Gubernur BI Agus DW Martowardojo mengatakan, masyarakat harus tetap berpikir positif meskipun pelemahan nilai tukar Rupiah terhadap mata uang Negeri Paman Sam tersebut hampir mencapai Rp12.000 per USD.
"Ini adalah persiapan menuju dunia yang lebih ketat pada tahun depan. Karena situasi empat tahun terakhir bunganya terlalu murah, kebijakan likuiditas longgar," tuturnya pada acara Asian Pacific Bankers Council di Hotel Dharmawangsa, Jakarta, Kamis (28/11/2013).
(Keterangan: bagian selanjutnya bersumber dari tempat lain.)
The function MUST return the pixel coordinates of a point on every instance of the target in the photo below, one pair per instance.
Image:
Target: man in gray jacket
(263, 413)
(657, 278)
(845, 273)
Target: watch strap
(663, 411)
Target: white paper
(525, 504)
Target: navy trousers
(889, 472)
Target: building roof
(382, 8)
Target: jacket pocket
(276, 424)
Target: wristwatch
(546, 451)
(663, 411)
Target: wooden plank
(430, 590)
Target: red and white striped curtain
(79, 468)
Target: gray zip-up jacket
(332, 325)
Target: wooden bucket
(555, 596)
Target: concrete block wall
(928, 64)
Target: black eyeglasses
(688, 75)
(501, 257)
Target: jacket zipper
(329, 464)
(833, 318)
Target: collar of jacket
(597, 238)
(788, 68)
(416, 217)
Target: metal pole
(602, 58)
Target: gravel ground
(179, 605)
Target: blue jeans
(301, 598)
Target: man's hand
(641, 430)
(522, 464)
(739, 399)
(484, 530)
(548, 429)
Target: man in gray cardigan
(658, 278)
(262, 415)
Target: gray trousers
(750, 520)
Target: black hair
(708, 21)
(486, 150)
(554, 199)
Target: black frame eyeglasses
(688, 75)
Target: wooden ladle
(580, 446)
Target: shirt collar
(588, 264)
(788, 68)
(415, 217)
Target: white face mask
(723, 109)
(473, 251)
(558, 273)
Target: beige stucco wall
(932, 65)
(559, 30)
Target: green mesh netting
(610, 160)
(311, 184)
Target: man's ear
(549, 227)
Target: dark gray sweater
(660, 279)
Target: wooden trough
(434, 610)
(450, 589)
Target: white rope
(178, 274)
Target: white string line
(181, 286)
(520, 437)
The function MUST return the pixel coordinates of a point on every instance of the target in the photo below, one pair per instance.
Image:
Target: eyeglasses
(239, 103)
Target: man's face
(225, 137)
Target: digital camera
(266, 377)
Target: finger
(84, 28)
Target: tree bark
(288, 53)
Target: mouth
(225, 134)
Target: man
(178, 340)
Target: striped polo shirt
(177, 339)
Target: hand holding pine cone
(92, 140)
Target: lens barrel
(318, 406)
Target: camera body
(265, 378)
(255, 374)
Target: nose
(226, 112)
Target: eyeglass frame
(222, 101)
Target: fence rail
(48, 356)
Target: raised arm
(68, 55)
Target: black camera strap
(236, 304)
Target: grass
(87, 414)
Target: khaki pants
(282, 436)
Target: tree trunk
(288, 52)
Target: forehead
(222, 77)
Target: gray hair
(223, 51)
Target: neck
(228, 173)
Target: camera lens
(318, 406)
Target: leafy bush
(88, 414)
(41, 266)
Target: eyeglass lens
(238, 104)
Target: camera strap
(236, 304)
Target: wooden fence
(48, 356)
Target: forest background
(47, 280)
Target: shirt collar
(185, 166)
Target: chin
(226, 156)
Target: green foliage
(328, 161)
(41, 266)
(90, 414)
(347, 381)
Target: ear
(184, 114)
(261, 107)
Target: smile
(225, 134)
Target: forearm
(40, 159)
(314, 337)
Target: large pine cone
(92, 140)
Agus Marto menilai volatilitas Rupiah akan terus berlanjut sampai kebijakan quantitative easing The Fed benar-benar ditarik oleh bank sentral. Meski demikian, dia mengungkapkan BI akan mengupayakan agar volatilitas Rupiah tersebut tidak bergerak tajam.
"Rupiah saat ini juga masih mencerminkan fundamental dan tren yang lebih baik dari ekspor-impor Indonesia. Investasi kita yang masih tinggi akan terefleksi dengan nilai tukar kita," paparnya.
Menurutnya, saat ini pelemahan Rupiah dipicu kecemasan pelaku pasar terhadap kemungkinan tapering off, yang dikhawatirkan akan dilakukan The Fed pada akhir tahun ini ataukah awal tahun depan.
"Indikator ekonomi AS yang dirilis kemarin tidak sesuai harapan membuat kami yakin tapering tidak akan jalan pada Desember. Karena inflasi dan tingkat penganggurannya belum sesuai dengan harapan mereka," kata Agus.